There he announced that before the end of the year, the institution will publish a volume on the animals of the sacred precinct with more than 50 chapters that brings together the work of the project and many collaborators, among them, Alfredo Lopez Austin and of William Olivier.
“Perhaps the most spectacular thing we have found in recent times is biodiversity. In a single offering we have found more than 117 different specieswhich speaks of the interest of the priests, not to put many specimens of the same species, but to mark a diversity”, stressed the director of the Templo Mayor Project.
Many of the offerings in which this type of remains are found make up a microcosm, since the objects contained are meticulously organized based on the cosmogony of the ancient inhabitants of Tenochtitlan: “miniature representations of the universe as it was conceived by the Nahua and his contemporaries; or of a portion of that cosmos. For example, in the most complex offerings, the priests placed marine organisms at the bottom, alluding to the aquatic underworld.
In the offerings are found imported speciesin some cases from very remote areas, from the deserts of the north to the tropical jungles: “For example, the roseate spoonbill is a very common bird in the offerings of the Templo Mayor, but it is a migratory bird that did not reach the basin of Mexico, but was distributed along the coast of the Gulf of Mexico, from the United States to Argentina.
He mentioned that thanks to the analysis of the biological materials of the offerings it was possible to determine that some of these animals lived in captivity: “they were here in the famous vivarium, in the misnamed ‘Montezuma Zoo’, in the royal palace, which is mentioned by all the chroniclers of the 16th century. (…) Now we know what they fed the eagles with. Cortes spoke of chickens, but obviously there were no chickens here; and I always thought they were turkeys, but no, they were fed quails”.

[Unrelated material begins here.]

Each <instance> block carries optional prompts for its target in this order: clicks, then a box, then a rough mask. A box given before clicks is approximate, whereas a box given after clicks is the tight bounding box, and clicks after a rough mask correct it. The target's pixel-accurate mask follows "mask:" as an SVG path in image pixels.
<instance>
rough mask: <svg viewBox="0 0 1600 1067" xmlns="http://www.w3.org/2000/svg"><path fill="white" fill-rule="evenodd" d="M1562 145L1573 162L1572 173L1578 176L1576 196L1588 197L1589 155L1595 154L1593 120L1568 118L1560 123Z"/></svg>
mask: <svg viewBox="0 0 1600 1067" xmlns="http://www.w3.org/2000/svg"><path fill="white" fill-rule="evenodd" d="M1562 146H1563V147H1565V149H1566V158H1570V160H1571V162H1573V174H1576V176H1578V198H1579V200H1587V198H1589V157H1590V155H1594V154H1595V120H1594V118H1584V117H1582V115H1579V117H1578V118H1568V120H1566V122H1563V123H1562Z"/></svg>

Leonardo López Luján emphasized the paraphernalia around six specific species of apex predators, that is, those that do not have a natural predator: “we have found 32 apex predators that have badges, but only these six – the wolf, the puma, the jaguar, the falcon, the eagle and the hawk – are the ones that are dressed and ornamented”.
He concluded that “the meaning of all these ornaments and insignia points, in many cases, to the warlike order, to the military order”, since the animals buried in the offerings are oriented towards the east, as if looking towards where the sun sets, ” we link them with the souls of the deified warriors who accompany the sun on its journey through the sky”.